圆桌RIBA开启中国论坛:建筑师的责任与可持续建筑

日期:2020-06-25/ 分类:知识文章

英国皇家建筑师协会(简称RIBA)近日在上海举办了以“可持续的建筑创作与环境设计”为主题的学术研讨会。RIBA中国分会于今年6月正式成立,并在上海开设了第一家国际办事处,旨在吸纳更多的中国本土建筑师,分享在地的建筑经验。与此同时,RIBA开启了为期一年的“中国百位杰出建筑师计划”,围绕身份、公益、卓越设计和可持续设计四大主题开展一系列对谈。本次论坛为该系列的第一站。论坛上,建筑师们以各自的案例分享了对于可持续建筑设计的理解。“澎湃新闻·艺术评论”特摘选部分建筑师发言。

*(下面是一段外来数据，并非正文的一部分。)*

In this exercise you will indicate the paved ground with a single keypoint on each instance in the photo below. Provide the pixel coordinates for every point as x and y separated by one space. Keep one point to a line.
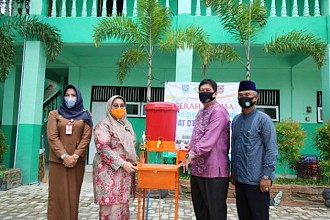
30 202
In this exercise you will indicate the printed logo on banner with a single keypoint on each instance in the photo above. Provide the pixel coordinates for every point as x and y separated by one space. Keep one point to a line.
185 88
221 89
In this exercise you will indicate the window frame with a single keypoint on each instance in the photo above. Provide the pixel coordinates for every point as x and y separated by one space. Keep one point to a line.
277 119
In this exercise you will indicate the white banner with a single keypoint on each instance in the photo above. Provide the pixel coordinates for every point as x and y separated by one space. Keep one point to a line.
185 95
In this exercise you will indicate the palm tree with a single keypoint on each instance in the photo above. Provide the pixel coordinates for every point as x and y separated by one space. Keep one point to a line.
244 21
29 28
151 29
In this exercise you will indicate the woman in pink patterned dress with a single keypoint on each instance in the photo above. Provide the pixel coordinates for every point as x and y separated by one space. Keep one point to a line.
113 165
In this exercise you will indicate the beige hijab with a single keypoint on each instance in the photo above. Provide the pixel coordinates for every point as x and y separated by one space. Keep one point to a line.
124 130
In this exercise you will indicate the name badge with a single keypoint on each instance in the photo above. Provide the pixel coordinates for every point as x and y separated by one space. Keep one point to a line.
68 129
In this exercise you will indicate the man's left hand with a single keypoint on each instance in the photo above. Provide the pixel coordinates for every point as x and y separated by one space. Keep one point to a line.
265 185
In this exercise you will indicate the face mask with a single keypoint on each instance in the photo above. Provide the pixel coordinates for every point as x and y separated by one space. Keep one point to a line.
70 101
245 102
118 113
206 97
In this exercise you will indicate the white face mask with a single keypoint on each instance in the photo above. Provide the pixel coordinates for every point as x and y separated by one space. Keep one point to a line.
70 101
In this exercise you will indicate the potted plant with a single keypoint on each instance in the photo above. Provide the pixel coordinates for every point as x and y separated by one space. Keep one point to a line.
322 143
290 139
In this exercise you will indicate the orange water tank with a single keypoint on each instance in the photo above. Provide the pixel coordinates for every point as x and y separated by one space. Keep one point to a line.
161 120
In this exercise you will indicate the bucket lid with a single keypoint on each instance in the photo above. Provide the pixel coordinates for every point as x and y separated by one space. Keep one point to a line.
165 106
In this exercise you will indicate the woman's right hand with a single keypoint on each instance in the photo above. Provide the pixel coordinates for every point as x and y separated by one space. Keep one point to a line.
128 167
69 161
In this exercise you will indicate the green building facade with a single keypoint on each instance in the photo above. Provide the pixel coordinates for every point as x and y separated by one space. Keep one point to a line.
291 85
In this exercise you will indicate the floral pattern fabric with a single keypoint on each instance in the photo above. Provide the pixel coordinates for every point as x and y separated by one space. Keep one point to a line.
112 184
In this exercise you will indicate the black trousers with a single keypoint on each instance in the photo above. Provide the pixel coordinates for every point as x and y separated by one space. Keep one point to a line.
119 5
251 203
209 197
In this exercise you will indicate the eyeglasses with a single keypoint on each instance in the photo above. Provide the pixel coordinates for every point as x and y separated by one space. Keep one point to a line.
205 90
246 94
115 106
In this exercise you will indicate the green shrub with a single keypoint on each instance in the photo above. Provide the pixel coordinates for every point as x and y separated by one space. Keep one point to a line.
322 143
290 139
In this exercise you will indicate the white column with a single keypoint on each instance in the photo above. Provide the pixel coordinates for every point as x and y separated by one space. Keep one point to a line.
295 9
84 9
198 8
306 8
316 8
94 8
283 9
104 8
273 9
184 61
63 11
73 10
54 8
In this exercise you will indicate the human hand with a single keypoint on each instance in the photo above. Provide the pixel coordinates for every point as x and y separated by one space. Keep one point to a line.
76 157
185 164
265 185
128 167
69 161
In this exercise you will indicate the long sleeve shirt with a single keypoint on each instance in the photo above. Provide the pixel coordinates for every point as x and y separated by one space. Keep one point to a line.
209 145
253 147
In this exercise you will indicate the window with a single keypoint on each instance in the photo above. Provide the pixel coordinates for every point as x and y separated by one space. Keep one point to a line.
143 111
133 109
269 102
136 97
272 111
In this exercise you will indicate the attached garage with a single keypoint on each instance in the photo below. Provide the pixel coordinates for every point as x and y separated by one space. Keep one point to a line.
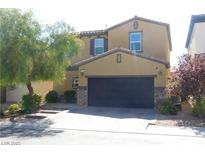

章明(同济大学建筑与城市规划建设建筑系副主任教授、同济原作设计工作室主持建筑师):

章明

从城市有机更新,到正在进展中的一江一河计划,可持续的主题对我们来说非常重要。“丘陵城市”是我们对高密度人群环境现状思考和未来发展方向的一个构想,我们将城市中的空间现象放回到人的意志和行为的语境当中,对城市空间在文化、生产以及治理层面逻辑进行一个重新的梳理,建立起与时间、空间与人的行为相对应的所谓的回应性体系。我们在城市修复过程中思考,城市是不是可以像丘陵一样?丘陵有它的特点,坡度比较平缓,起伏连绵,气运通畅,水量丰沛,风景各异。这种状态能不能恢复或者介入到高密度的城市当中呢?我们的城市是不是可以像丘陵地貌特征一样在形态上起伏平缓,以密度换高度?

“绿之丘”

以“绿之丘”这个项目为例,这个项目不仅是一个单体项目,它实际上融入到整个杨浦滨江建成环境的再生体系当中,我们在空间层面希望它能够衔接滨水公共空间与城市腹地,在建筑层面按照对非回应性技术体的自然化的过程,使它成为丘陵城市关于“微变、柔软、漫游”的一次践行。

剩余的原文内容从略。